Wikimedia Commons
Now a respected New York Times foreign correspondent, who was based in Afghanistan and Pakistan, writes about a key detail "in Seymour Hersh's Bin Laden story that rings true."
Carlotta Gall writes that she also learned sources that Pakistan's intelligence service (ISI) had kept bin Laden prisoner since 2006, and that the CIA learned about his location from a Pakistani informer who sold the information for $25 million - not, as the White House claimed, by tracking bin Laden's couriers.
"On this count, my own reporting tracks with Hersh's," writes Gall.
Gall heard the same story about the informer "circulating in the rumor mill" in the days after the raid, but it was too difficult to corroborate without any documentary evidence.
Two years later, as Gall was researching her book, "The Wrong Enemy: America in Afghanistan," she writes that she "learned from a high-level member of the Pakistani intelligence service that the ISI had been hiding Bin Laden and ran a desk specifically to handle him as an intelligence asset."
Google Maps
After her book came out in 2014, Gall says she learned that "it was indeed a Pakistani Army brigadier - all the senior officers of the ISI are in the military - who told the C.I.A. where Bin Laden was hiding, and that Bin Laden was living there with the knowledge and protection of the ISI."

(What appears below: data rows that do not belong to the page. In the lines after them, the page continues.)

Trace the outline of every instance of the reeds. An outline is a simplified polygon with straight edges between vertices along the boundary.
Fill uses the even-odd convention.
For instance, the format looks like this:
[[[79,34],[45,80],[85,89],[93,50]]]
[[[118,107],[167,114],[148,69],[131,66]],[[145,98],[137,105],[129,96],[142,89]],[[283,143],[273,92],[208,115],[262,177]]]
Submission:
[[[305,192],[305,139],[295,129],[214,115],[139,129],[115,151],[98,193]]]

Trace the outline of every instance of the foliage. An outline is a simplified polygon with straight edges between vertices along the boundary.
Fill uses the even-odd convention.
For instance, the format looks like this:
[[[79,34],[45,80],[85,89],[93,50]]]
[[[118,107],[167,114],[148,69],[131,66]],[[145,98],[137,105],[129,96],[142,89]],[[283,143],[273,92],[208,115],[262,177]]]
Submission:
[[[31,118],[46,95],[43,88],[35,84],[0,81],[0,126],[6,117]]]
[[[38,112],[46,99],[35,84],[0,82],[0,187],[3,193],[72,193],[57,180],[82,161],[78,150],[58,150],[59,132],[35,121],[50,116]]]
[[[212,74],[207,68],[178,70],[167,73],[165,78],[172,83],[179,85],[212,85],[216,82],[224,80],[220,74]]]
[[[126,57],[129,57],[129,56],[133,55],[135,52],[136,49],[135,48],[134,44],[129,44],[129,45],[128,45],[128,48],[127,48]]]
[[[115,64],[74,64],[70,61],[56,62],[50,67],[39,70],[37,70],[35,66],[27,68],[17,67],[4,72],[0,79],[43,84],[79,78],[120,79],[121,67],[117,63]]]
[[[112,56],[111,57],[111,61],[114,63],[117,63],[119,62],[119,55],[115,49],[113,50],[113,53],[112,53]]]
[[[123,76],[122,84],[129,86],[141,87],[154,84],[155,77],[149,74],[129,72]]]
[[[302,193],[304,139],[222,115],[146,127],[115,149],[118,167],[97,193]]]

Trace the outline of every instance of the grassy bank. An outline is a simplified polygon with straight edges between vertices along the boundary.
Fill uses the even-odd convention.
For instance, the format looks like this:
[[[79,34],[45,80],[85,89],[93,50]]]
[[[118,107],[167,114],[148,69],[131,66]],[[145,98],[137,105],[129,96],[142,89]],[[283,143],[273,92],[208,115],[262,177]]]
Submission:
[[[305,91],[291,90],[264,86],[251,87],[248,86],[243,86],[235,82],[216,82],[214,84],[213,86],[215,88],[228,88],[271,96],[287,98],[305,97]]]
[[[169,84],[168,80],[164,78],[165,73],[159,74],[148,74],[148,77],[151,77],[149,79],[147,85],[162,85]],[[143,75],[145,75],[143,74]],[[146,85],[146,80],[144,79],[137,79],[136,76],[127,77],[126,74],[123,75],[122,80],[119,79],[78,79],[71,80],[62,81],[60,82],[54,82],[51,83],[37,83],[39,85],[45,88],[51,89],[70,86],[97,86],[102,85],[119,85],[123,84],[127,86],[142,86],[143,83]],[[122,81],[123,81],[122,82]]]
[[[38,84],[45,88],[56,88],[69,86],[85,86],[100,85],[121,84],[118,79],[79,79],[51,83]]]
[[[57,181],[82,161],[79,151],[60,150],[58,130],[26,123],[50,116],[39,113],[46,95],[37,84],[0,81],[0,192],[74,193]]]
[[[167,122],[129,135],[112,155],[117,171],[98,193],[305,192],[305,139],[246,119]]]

Since Hersh's story was published, NBC News and AFP reported similar accounts about a Pakistani intelligence official who assisted the US regarding bin Laden's whereabouts.

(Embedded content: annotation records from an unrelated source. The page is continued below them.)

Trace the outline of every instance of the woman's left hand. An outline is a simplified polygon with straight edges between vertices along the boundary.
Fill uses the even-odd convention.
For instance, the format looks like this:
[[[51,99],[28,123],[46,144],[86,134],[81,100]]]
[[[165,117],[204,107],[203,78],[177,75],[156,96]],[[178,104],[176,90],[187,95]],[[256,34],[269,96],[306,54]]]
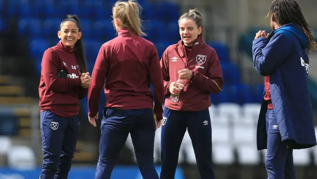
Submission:
[[[182,69],[178,71],[178,78],[181,80],[190,80],[193,75],[193,72],[187,69]]]

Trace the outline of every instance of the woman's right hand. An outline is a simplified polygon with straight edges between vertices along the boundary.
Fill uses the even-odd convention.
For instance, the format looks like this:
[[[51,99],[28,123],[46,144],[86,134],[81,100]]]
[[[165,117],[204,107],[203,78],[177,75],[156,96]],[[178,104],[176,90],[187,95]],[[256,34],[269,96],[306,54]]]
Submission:
[[[83,88],[88,89],[89,88],[89,85],[90,84],[90,80],[89,72],[83,73],[80,77],[80,80],[81,81],[80,86]]]
[[[172,95],[178,95],[181,91],[179,89],[179,85],[175,82],[172,82],[169,85],[169,92]]]

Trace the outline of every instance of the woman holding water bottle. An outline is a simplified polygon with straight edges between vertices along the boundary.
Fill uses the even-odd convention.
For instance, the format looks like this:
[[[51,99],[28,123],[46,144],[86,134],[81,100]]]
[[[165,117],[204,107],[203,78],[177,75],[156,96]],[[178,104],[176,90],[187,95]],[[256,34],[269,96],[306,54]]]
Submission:
[[[181,40],[165,50],[160,61],[166,98],[161,129],[160,179],[173,179],[179,149],[188,130],[203,179],[214,179],[210,94],[223,85],[215,50],[203,40],[200,13],[191,9],[179,20]]]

And Gall says that it's a significant development in our knowledge of the events surrounding bin Laden's later life and death.
"This development is hugely important -it is the strongest indication to date that the Pakistani military knew of Bin Laden's whereabouts and that it was complicit in hiding a man charged with international terrorism and on the United Nations sanctions list," Gall concludes.
Gall also notes that she is skeptical of other details in Hersh's story - specifically that two of Pakistan's top generals, Ashfaq Parvez Kayani and Ahmed Shuja Pasha, knew in advance about the US raid on the Abbottabad compound where bin Laden was living. And she writes that Hersh's claim that nothing of value was recovered from the compound "rings less true to me."
Hersh vigorously defended his story in an interview with Business Insider earlier this week, saying that the criticism was a symptom of "attack the messenger."